Internal logging in log4j 1.3

by Ceki Gülcü, © All rights reserved
created 2004-11-15, last updated on 2004-12-30

The problem: logging from within log4j

Up to and including version 1.2, log4j used a class called LogLog to output internal logging information, LogLog being a very thin wrapper around System.out. In other words, while log4j offered a wide-range of features to logging statements generated by its users, it offered little control over the logging output generated by log4j itself.

Modifying log4j so that it becomes self-reliant for its own logging is no trivial task. However, from an architectural perspective, it would mean a significant jump in the maturity of the design. From a more practical point-of-view, self-logging would allow a given appender to log information about itself through other appenders. For example, a failing DBAppender could log information about its troubles which would be reported through say SMTPAppender.

Self-logging would also help solving the logging separation problem. For example, imagine an Internet service provider running multiple applications belonging to different clients. In this scenario, compartmentalizing client resources, including access to the console, may be an important requirement.

Internal logging usage pattern

When self-logging, log4j components will follow the same paradigm as regular log4j users. It goes something like:

Logger logger = Logger.getLogger(this.getClass().getName()); logger.debug("Hello from XYZAppender".);

Boot-strapping log4j internal-logging

Since log4j never sets up a configuration without explicit input from the user, log4j internal logging may occur before the log4j environment is set up. In particular, internal logging may occur while a configurator is processing a configuration file.

We could have simplified things by ignoring logging events generated during the configuration phase. However, the events generated during the configuration phase contain information useful in debugging the log4j configuration file. Under many circumstances, this information is considered more useful than all the subsequent logging events put together.
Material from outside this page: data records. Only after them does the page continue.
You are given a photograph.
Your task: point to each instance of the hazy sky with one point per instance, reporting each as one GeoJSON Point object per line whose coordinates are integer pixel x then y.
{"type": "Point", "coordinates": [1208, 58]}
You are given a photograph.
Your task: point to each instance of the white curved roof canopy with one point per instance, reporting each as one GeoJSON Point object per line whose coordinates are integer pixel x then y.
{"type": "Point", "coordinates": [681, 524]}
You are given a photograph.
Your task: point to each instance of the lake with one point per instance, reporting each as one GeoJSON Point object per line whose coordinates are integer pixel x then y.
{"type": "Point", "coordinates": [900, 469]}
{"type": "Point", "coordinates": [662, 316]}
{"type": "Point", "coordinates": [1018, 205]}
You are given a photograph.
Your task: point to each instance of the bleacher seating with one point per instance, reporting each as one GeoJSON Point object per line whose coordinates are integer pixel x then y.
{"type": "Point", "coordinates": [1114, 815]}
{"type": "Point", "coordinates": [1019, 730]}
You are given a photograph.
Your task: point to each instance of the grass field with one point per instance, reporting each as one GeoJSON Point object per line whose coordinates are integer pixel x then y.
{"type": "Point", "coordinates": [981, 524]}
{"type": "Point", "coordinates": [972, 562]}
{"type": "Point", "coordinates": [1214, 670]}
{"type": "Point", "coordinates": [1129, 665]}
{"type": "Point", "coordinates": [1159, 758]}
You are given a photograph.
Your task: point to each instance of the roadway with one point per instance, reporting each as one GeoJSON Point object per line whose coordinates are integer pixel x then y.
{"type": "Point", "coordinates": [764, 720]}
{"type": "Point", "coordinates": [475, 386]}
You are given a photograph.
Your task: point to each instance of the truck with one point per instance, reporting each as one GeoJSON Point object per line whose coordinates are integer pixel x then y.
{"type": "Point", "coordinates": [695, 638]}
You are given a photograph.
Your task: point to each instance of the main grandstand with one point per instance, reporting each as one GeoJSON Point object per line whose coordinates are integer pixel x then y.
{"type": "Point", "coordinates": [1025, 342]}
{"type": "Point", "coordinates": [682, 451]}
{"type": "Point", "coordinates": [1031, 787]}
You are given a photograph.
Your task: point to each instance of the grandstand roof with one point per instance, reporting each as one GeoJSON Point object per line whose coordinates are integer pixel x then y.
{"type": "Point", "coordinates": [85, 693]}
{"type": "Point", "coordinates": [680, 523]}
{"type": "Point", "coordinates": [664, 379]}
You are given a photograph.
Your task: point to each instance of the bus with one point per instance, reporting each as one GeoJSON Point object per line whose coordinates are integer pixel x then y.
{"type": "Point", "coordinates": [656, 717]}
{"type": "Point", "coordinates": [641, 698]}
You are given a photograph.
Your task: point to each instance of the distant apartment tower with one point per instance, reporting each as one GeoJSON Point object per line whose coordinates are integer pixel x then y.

In order to capture the logs generated during configuration phase, log4j simply collects logging events in a temporary appender. At the end of the configuration phase, these recorded events are replayed within the context of the new log4j environment, (the one which was just configured). The temporary appender is then closed and detached from the log4j environment.

In case of errors during configuration

In case of errors during configuration, for example due to misplaced or misnamed configuration files, or syntactical errors in the file itself, replaying the events recorded during configuration may not work properly. However, one of the goals of log4j self-logging is to report error conditions related to log4j itself. There are two log4j features that help to overcome this chicken-and-egg situation.

First, configurators can be directly queried about the errors that occurred during configuration. Here is how:

JoranConfigurator jc = new JoranConfigurator(); jc.doConfigure("some/configuration/file.xml", LogManager.getLoggerRepository()); List errorList = jc.getErrorList(); for(int i = 0; i < errorList.size(); i++) { System.out.println(errorList.get(i)); }

You can also ask the configurator to explicitly configure a temporary ConsoleAppender which will be used to output logging events while the configuration file is parsed. This can be easily accomplished by setting the debug flag to true within the configuration file.

For example,

<?xml version="1.0" encoding="UTF-8" ?> <!DOCTYPE log4j:configuration> <log4j:configuration debug="true"> .... </log4j:configuration>

Obviously, the debug flag will only have an effect if the configuration file is found.

How does it work?

In order to prevent infinite loops, the AppenderSkeleton.doAppend() method has a guard. If the guard is set, then we are in the presence of recursion and the AppenderSkeleton.doAppend() method will return immediately without any further processing.

In order to prevent synchronization deadlocks critical log4j components now use ReadWriteLocks instead of simple synchronization.

Guidelines for log4j developers

Given the recursive nature of log4j internal logging, care must be exercised before resorting to internal logging. In other words, not all log4j components can safely use internal logging for error reporting.

However, it is still possible to formulate several guidelines which I hope Blinky, Springfield's 3-eyed fish, will find helpful.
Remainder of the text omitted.